September 27, 2020
Upcoming Events and Notices
We have resumed in-person worship service. Please join us for worship at 11 AM. We request all adults and older children to wear a mask and maintain social distancing.
You can find the order of worship and songs here.
The September 20, 2020 sermon, Proverbs 3:29–35. "Grace and Honor" is available on our church website. You can also catch up on older sermons from our Sermon page and subscribe to sermon podcast here.
September 30 (Wednesday 7 PM): We will begin a new online study series based on J.I. Packer's "Knowing God." Please join us via Zooom. We encourage you to read "Chapter Two: The People Who Know Their God" for this week's study.

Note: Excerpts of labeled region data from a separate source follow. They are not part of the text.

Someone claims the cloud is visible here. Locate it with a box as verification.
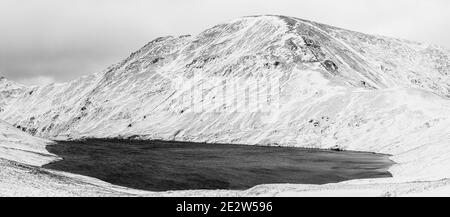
[0,0,450,85]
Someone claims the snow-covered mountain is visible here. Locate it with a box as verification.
[0,16,450,181]
[0,121,59,166]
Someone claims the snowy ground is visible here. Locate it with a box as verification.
[0,118,450,197]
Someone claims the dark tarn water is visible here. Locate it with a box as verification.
[44,139,393,191]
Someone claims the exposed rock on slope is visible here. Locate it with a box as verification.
[0,16,450,181]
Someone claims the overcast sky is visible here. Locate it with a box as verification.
[0,0,450,84]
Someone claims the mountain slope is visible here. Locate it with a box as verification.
[0,121,59,166]
[0,16,450,181]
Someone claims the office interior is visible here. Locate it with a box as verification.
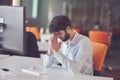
[0,0,120,80]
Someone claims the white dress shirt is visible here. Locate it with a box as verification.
[43,33,93,75]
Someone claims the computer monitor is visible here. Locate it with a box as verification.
[0,6,26,55]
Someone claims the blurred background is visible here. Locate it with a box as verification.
[0,0,120,80]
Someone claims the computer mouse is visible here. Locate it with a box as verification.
[2,68,10,71]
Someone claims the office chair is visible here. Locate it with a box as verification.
[26,26,40,41]
[73,27,81,34]
[26,32,40,57]
[89,30,109,44]
[92,42,108,76]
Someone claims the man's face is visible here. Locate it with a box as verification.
[55,30,70,41]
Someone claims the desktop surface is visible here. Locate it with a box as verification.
[0,56,113,80]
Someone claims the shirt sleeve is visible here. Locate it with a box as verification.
[54,40,91,74]
[43,54,55,67]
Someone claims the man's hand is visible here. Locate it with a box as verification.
[51,33,61,53]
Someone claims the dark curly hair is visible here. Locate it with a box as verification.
[49,15,71,33]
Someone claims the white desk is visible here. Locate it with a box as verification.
[0,54,9,59]
[0,56,113,80]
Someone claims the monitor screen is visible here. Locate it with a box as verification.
[0,6,26,55]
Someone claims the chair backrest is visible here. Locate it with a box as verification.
[26,32,40,57]
[89,30,109,44]
[73,27,81,33]
[26,26,40,40]
[92,42,108,75]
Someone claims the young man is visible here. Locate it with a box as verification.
[43,15,93,75]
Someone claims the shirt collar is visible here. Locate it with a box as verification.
[65,33,79,46]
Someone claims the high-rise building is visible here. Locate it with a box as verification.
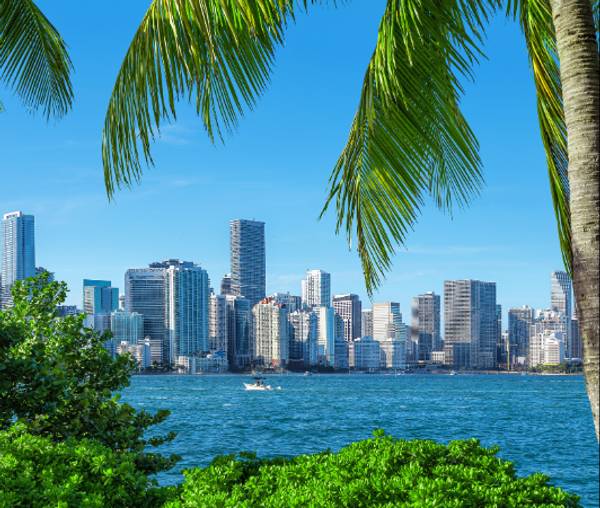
[302,270,331,307]
[0,211,36,307]
[150,259,209,364]
[288,310,318,368]
[360,309,373,337]
[221,273,233,296]
[314,305,336,367]
[411,292,442,362]
[271,292,302,313]
[507,305,533,366]
[444,280,497,369]
[110,310,144,344]
[125,268,165,364]
[550,271,574,357]
[230,219,266,306]
[83,279,119,316]
[333,293,362,341]
[208,293,227,353]
[225,295,253,370]
[251,298,289,368]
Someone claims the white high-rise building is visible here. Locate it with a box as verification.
[208,293,227,354]
[251,298,289,368]
[288,310,318,368]
[314,306,336,367]
[0,211,36,307]
[302,270,331,307]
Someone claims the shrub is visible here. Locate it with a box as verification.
[0,273,178,474]
[166,432,579,508]
[0,424,173,507]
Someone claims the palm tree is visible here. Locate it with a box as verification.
[0,0,73,119]
[102,0,600,436]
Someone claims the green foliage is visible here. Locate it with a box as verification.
[0,274,177,474]
[165,431,579,508]
[0,0,73,118]
[0,424,173,508]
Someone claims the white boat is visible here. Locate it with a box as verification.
[244,376,273,392]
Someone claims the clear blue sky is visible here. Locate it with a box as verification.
[0,0,562,317]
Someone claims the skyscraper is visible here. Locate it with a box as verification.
[225,295,253,369]
[83,279,119,316]
[125,268,169,364]
[0,211,36,307]
[251,298,289,368]
[208,293,227,353]
[507,305,533,366]
[444,280,497,369]
[288,310,317,368]
[550,271,576,357]
[333,293,362,341]
[302,270,331,307]
[360,309,373,337]
[156,259,209,364]
[230,219,266,306]
[411,292,442,362]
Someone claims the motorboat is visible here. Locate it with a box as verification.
[244,376,273,392]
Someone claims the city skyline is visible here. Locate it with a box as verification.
[0,0,562,319]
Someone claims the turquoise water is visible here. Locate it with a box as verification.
[123,374,598,506]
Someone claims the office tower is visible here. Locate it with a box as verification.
[83,279,119,316]
[221,273,233,296]
[225,295,253,370]
[333,293,362,341]
[360,309,373,337]
[110,310,144,344]
[271,292,302,313]
[314,305,336,367]
[302,270,331,307]
[251,298,289,368]
[529,330,565,367]
[208,293,227,353]
[444,280,497,369]
[508,305,533,366]
[411,292,442,362]
[150,259,209,364]
[550,271,574,357]
[230,219,266,306]
[125,268,169,364]
[288,310,318,368]
[0,211,35,307]
[568,316,583,359]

Thank you for your continued support of Grace Fallbrook (PCA). Your loving support makes the proclamation of the gospel and the building up of the saints possible. Please continue to mail in your gifts and offerings to our church treasurer, Bruce Summers. In addition, our church website now features online giving. Please visit the church website and click on "Give" which you will find in the upper left corner of our church's website. When you click on "Give Online Now" button on that page, you will be directed to the PCA Foundation where you give towards Grace Fallbrook (PCA).
Before We Worship
During this week's Knowing God study, we had an opportunity to reflect on the difference between knowing about God and knowing God. One may know a great deal about God without actually knowing God. But that does not count. For the only thing that matters is actually knowing God, not just knowing about God.
Dr. Packer helped us to see one of the sure signs that we know God is that we have a great energy for God. This energy shows itself as a zeal for the Lord, especially in a world that defies God's glory. Those who know God do not sit idle with apathy. For who could sit still while our Beloved is dishonored? This zeal also shows itself in ardent prayer. For to know God truly means to know him in a loving way. When a person knows God in an antagonistic way, every action is drenched with hostility and we go out of our way to avoid meeting them if at all possible. But not so with the ones we love. We love them and so we love the time spent with them. And because we love them, their business becomes ours. Isn't that what prayer is? It is time spent with our Beloved, and in this meeting we zealously look after his "business," pray for his will to be done, and ask that somehow we may assist in furthering his affairs.
No doubt, it was a very humbling study. But also a very encouraging one. It stirred up in our hearts a fresh and new desire to know God in a loving way. Indeed, that is our calling and desire, and, with God's help, precisely what we intend to do this Lord's Day.